What I saw inspired this site. What I saw made me realize that some movies are never meant to be seen, and only a few--a sad, unlucky few--must ever bear witness to the effluence that was those films.

I was taught in school never to bash a film. A review should be "elevator safe." This means that I would feel comfortable saying these comments to the director's face in an elevator.

Well the odds that I shall ever be in a confined space with Mr. Boll are slim, and slimmer still is the probability that those precious moments in his proximity would be sullied by my mentioninng ever having heard his name or seen his filth.

This movie made me weep for cinema. Everything that can be done wrong, even things that have NEVER been done wrong, were DONE WRONG.

The acting was...........well, there wasn't any. And there were actors in this film. You will be able to find them in other films acting very well.

The lighting was......wrong. I can't explain it any better than that. The whole film felt too.....unlit.

The make-up, or lack thereof, took a lot from the experience. The "zombies" looked as though they died from being stuffed in potato sacks and made to act in a terrible cinematic abortion.

Even the music, usually the easiest thing to get right by mistake, was atrocious at times.

I think there were two moments that really took me to another world of loathing this film, and I wish to share them with you:

One: Mr. Boll, in his infinite creative wisdom (read: conference with the Beast) put actual footage of the GAME in the film. No, I'm not joking. These shots do not add to the story, they just reenforce the idea that this film was made by a four-year-old with his father's camera, except four-year-olds shouldn't be lumped into the same category as Heir Boll.

Two: The odd, Matrix-like effects were either too odd for the scene or just too wrong for humanity. I threw up a little when, as characters were killed off, their images swirled and faded in "blood" red.

I would talk about the story, but there really is none to speak of. If I had to choose between reliving the events of watching that movie and actually going through a Max Brook's style zombie holocaust, I would break out by bat and crossbow and prepare to fight off the living dead.

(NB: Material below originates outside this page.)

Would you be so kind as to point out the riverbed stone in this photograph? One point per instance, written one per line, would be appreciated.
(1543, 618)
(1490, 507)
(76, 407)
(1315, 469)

My apologies to those of you who saw this film. I cannot express my sympathies any greater than saying this: You will die screaming, but your sacrifice will save millions.

I will end this "review" with a chilling thought: Uwe Boll still directs, and claims to only wish to film video game-inspired movies. He has his eyes set on the greatest works of our time. Gamers unite, and stop this fiendish source of excrement.

Pray for me, for I have not long this mortal coil. If "House of the Dead" was not enough, I actually watched "Alone in the Dark."

It was the worst movie ever made. And the day I tell that story, you will know why.

1 comment:

Anonymous said...

Amen. I too had the misfortune of watching that movie, however I was fortunate enough to watch it on television, and not have to pay to make myself stupider. The one thing you left out was the absurd fact that for the first half-hour of this movie, it was guaranteed that when a woman showed up onscreen you would see her breasts before she left. There didn't have to be any reason, just...breasts.